What you "know" about CDFs is that they eventually approach zero as the argument $x$ decreases without bound and eventually approach one as $x \to \infty$. They are also non-decreasing, so this means $0\leq F(y)\leq F(x)\leq 1$ for all $y\leq x$.

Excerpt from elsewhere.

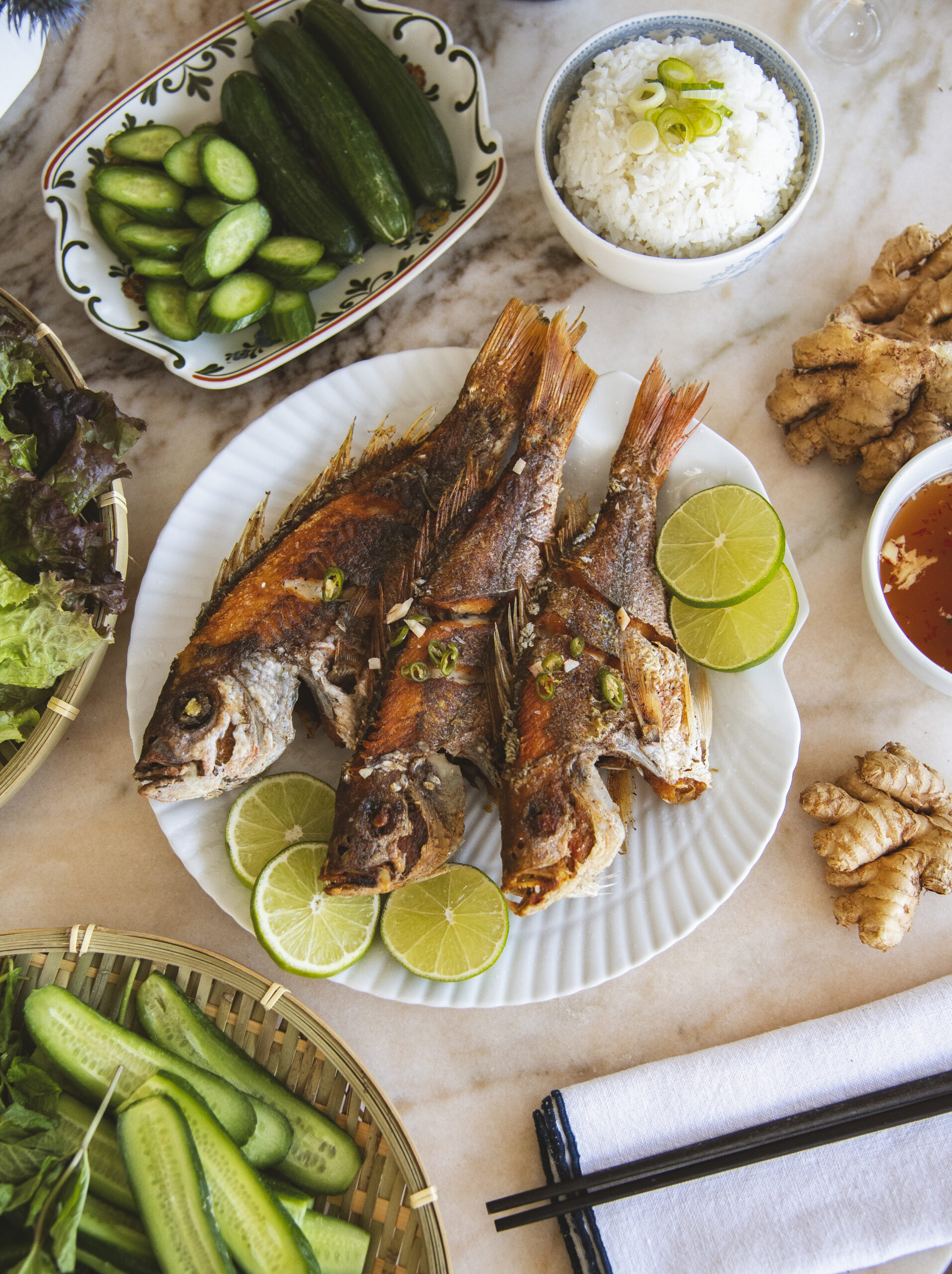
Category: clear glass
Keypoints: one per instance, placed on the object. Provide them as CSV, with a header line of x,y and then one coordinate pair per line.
x,y
846,31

So if we plug in the CDF we get:

$$0\leq 1-x^{-\alpha}\leq 1\implies 1\geq \frac{1}{x^{\alpha}}\geq 0\implies x^{\alpha}\geq 1 > 0\implies x\geq 1 \>.$$

From this we conclude that the support for $x$ is $x\geq 1$. Now we also require $\lim_{x\to\infty} F(x)=1$ which implies that $\alpha>0$

To work out what values the expectation exists, we require:

$$\newcommand{\rd}{\mathrm{d}}E(X)=\int_{1}^{\infty}x\frac{\rd F(x)}{\rd x}\rd x=\alpha\int_{1}^{\infty}x^{-\alpha} \rd x$$

And this last expression shows that for $E(X)$ to exist, we must have $-\alpha<-1$, which in turn implies $\alpha>1$. This can easily be extended to determine the values of $\alpha$ for which the $r$'th raw moment $E(X^{r})$ exists.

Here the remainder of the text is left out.